Originally Posted by boar_d_laze
This is getting way too complicated.
Your intuition was correct. You can do breakfast sausage patties the same way you'd do meatballs providing you're buying the pork already ground.
All that cold rigamarole is a way of dealing with the fat's texture and applies if you're doing huge quantities or grinding your own meat. If you are grinding, you want that meat and fat as cold as possible. Even semi-frozen is good. When grinding very cold, the connective tissue cuts cleanly and the fat retains its integrity without becoming greasy. Cold will not only give you a better grind but the grinder and the surrounding zip-code will be easier to clean afterward. Cold is even more important using a food processor.

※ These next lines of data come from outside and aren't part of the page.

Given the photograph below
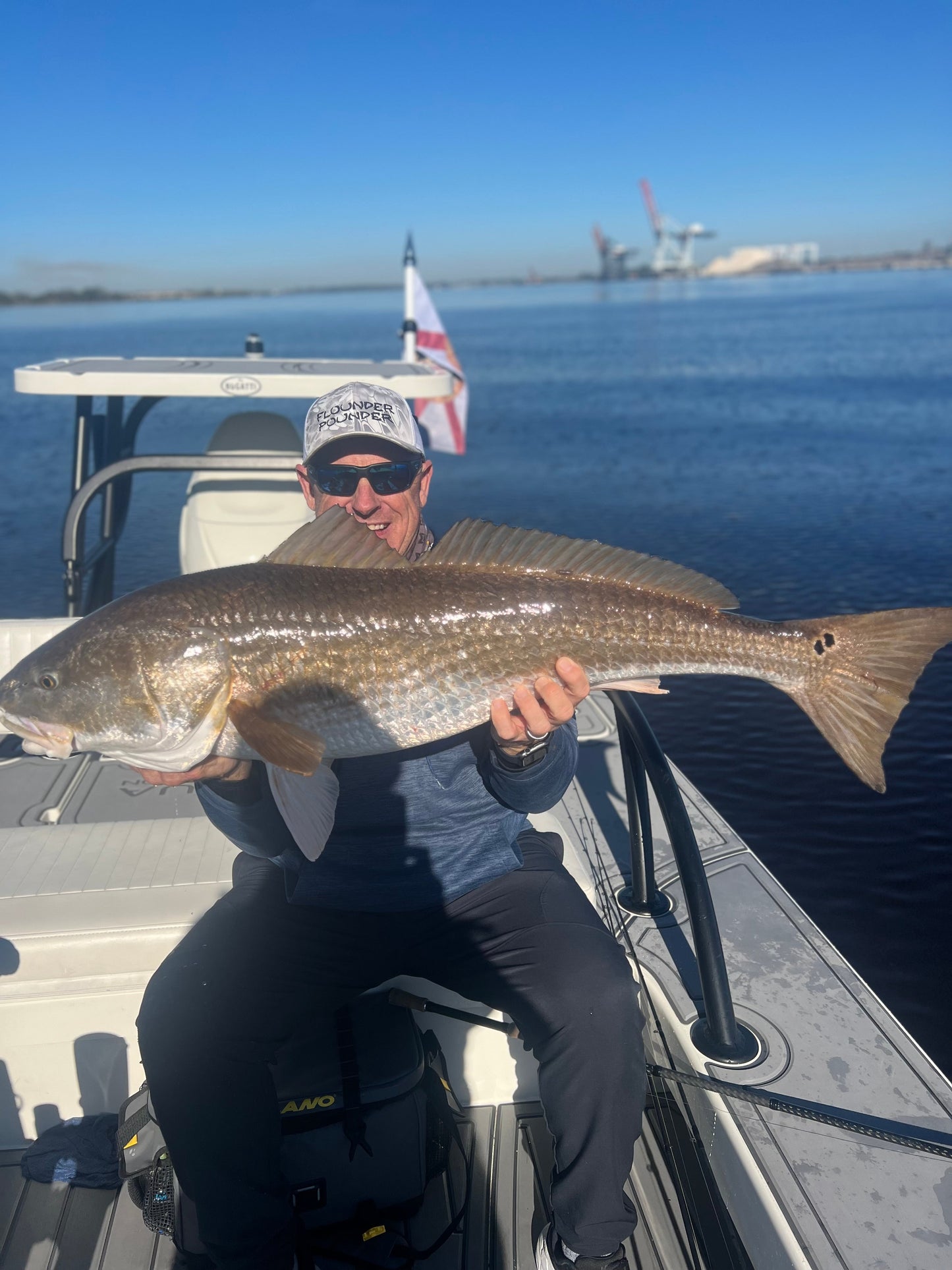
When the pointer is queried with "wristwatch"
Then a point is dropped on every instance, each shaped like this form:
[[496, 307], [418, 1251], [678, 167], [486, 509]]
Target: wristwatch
[[534, 753]]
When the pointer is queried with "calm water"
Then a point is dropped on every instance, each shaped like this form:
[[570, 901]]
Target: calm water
[[793, 437]]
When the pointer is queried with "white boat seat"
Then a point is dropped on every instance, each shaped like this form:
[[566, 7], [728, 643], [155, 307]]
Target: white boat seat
[[19, 637], [238, 517]]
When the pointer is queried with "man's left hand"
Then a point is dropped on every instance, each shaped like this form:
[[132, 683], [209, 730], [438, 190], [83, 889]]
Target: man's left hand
[[541, 709]]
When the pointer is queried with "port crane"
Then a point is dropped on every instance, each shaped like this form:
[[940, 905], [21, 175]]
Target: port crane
[[613, 256], [675, 243]]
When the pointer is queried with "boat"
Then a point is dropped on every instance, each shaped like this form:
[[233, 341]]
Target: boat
[[793, 1122]]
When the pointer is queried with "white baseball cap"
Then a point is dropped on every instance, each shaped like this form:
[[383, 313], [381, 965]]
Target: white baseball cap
[[361, 411]]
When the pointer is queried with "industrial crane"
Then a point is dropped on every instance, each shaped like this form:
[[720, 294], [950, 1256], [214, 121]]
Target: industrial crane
[[675, 244], [613, 256]]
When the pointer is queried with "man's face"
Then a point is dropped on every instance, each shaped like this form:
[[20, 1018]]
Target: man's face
[[394, 517]]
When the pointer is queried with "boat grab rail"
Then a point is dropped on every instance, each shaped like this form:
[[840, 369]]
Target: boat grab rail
[[716, 1034], [78, 563]]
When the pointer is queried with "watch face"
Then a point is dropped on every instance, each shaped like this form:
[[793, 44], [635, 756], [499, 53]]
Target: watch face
[[535, 753]]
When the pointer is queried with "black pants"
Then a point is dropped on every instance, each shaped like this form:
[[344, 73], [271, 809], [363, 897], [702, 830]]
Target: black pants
[[528, 944]]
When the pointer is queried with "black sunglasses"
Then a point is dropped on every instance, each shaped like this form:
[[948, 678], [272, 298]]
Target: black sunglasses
[[342, 480]]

You've never broken a mixture, I take it. Yes, sure, if you're using pre-ground meat, you don't have to worry --- assuming you trust your butcher. But you'd better have a very good conception of what the fat ratio is. As to grinding your own, you can warm that stuff darn quick if you don't pay some attention, and if you do that you will have a broken mix. It's not just greasy cutting or messiness --- it's a sausage that weeps huge quantities of fat and leaves you crumbly nasties to eat.
Think about it like emulsion, to which it is related. If you break a Hollandaise, no amount of saying "well, it's all the same flavors together" will stop it being a mix of curdled eggs and greasy fat. Similarly, if you break a meat mixture, you will have dry, crumbly meat nasties and a puddle of fat. A good sausage keeps it all bound together so it's juicy and delicious. If you ever make an emulsified sausage, like a hot dog, you'll quickly see just where the line lies: emulsion = hot dog, broken = disgusting.
It's not complicated at all. Keep it cold. That's all. Same with pate: if you've ever had a dry pate floating in a puddle of grease, you broke the mixture; if you'd kept everything dead cold every step of the way it wouldn't have happened and you'd have had good pate. KEEP IT COLD.